マハレ野生動物保護協会ではマハレの近くに住む人々の暮らしを応援する活動を続けています。前回に引き続き今回も、GRASP-Japan(大型類人猿保全計画日本委員会)の資金援助を得ておこなった活動をご紹介します。 (編集部)

 カトゥンビ村は、マハレ山塊国立公園のすぐ北側にあります。マハレのチンパンジー調査プロジェクトに協力してくれている調査助手の多くも、この村で生活しています。今回私は、6年ぶりにマハレを訪れ、短期間ですがチンパンジーの調査をおこないました。その際、このカトゥンビの小学校で不足していると聞いていた学用品等を、大部分、GRASP-Japanの資金援助を受けて届けてきました。

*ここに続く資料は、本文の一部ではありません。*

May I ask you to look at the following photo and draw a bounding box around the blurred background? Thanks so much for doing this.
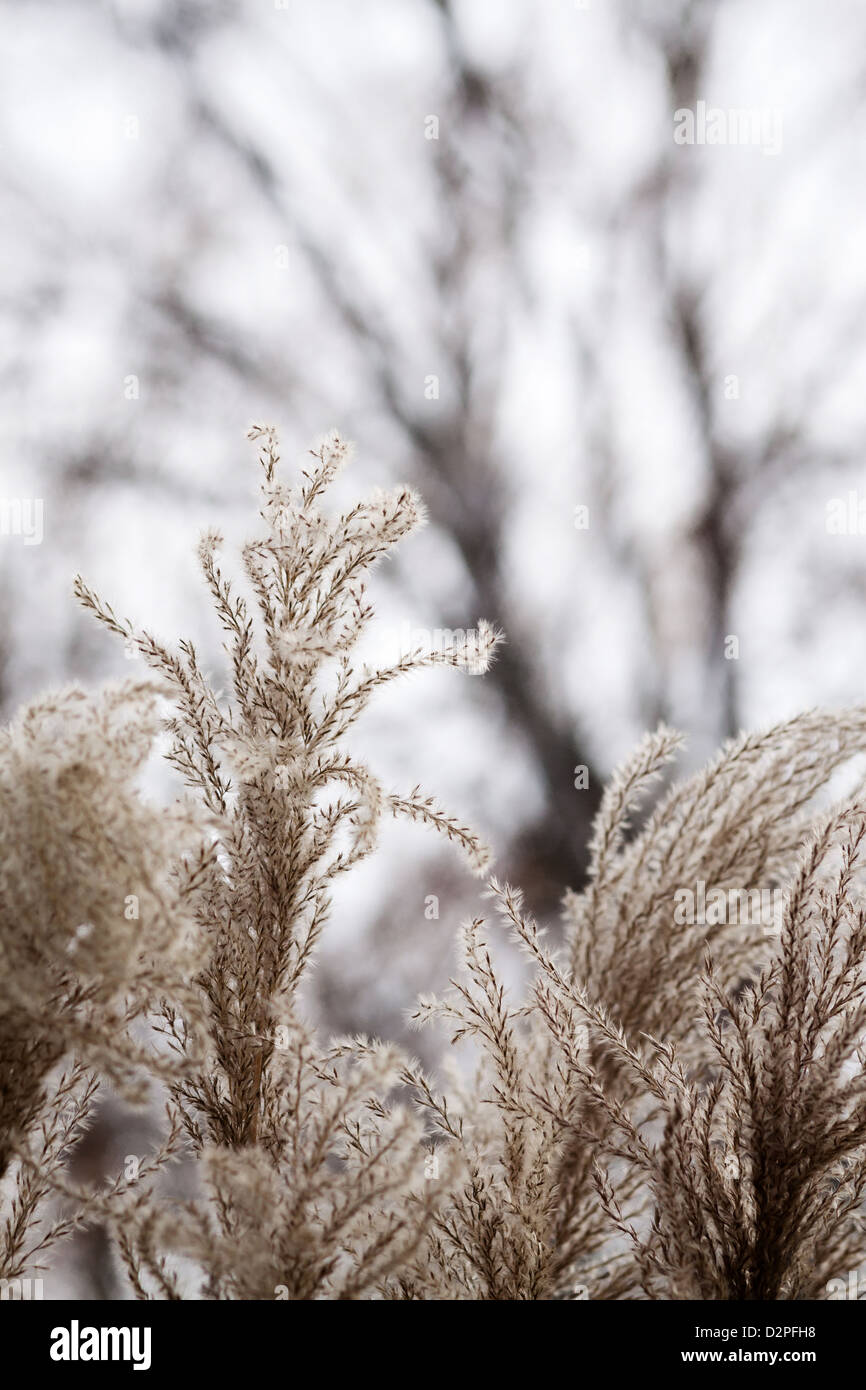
[0,0,866,1297]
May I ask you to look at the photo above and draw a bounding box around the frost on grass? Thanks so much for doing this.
[0,427,866,1300]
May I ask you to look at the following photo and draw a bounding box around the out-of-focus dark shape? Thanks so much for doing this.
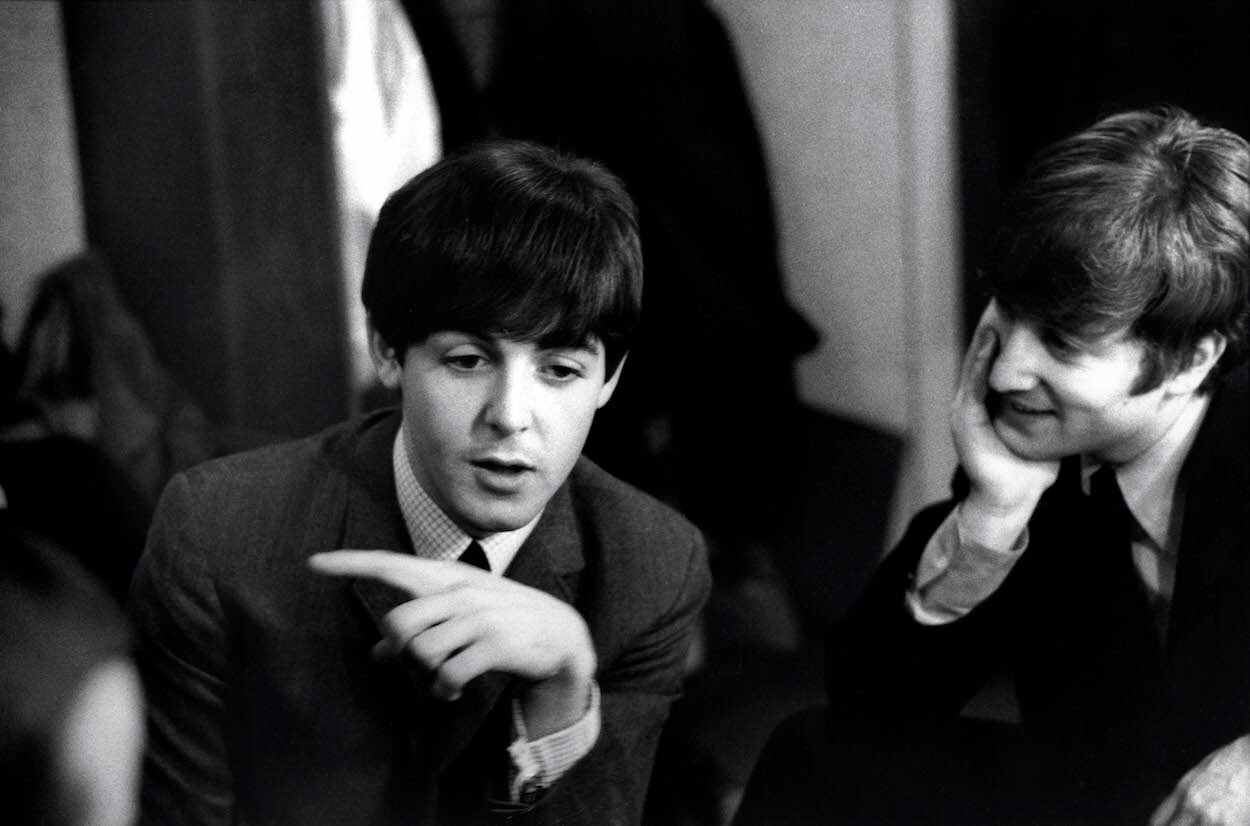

 2012年5月8日、文具店などが一通り揃っているキゴマという街で買い出しをおこないました。鉛筆や消しゴム、鉛筆削り、ノート、辞書、ボールペンは生徒用の黒ペンと先生用の赤ペン、それからサッカーボールとバスケットボールをひとつずつにギター一本、というのが今回購入した物品です。翌朝にはその荷物をボートに積み込み、タンガニイカ湖を南下して昼過ぎにはカトゥンビに着くはずでした。しかし、生憎の天気で途中から嵐になり、夕方遅くの到着になってしまいました。そこで、長い間チンパンジー調査プロジェクトに協力してくれているキトペニさん宅に荷物だけ置かせてもらい、後日改めて小学校に届けることにしました。

 それから約10日後、再度カトゥンビを訪れ、荷物を小学校に届けることができました。これまでマハレで調査をしてきたなかで、このカトゥンビの人たちと交流する機会は度々ありましたが、今回のように環境教育の一環として小学校に物品を届けるというのは初めての経験でした。そのため少し緊張していたのですが、荷物を小学校に運んでいる最中から付近の子どもたちが集まってきて、文具やボールなど、すぐにでも使いたいと喜んでくれたその笑顔を見て、そんな緊張は吹き飛びました。


カトゥンビの小学校にて(撮影 花村俊吉)


 その子どもたちに手を引かれて小学校に着くと、カトゥンビの村長(写真:左からふたり目の方)と先生ふたり(左端と右からふたり目の方)が出迎えてくれました。写真右端にいるのが、この日も荷運びの手伝いや、村長や先生たちにGRASP-Japanの活動目的などを伝える私の拙いスワヒリ語を直してくれたキトペニさんです。先生たちは、教科書がまだまだ不足していると言っていましたので、ここで使われている教科書を見せてもらいましたが、その全てがたくさんの子どもたちに使い込まれていました。また次にこの小学校に学用品等を届ける機会があれば、教科書を届けたいと思います。

 後日、マハレでチンパンジーの調査をしているときに、チンパンジーの観察にやって来ていた別の村の小学生たちと出会いました。その子どもたち(と先生)がとても楽しそうにチンパンジーを観察しているのを見て、カトゥンビをはじめ、マハレ周辺の他の村の子どもたちにもこうした機会があればよいなと強く思いました。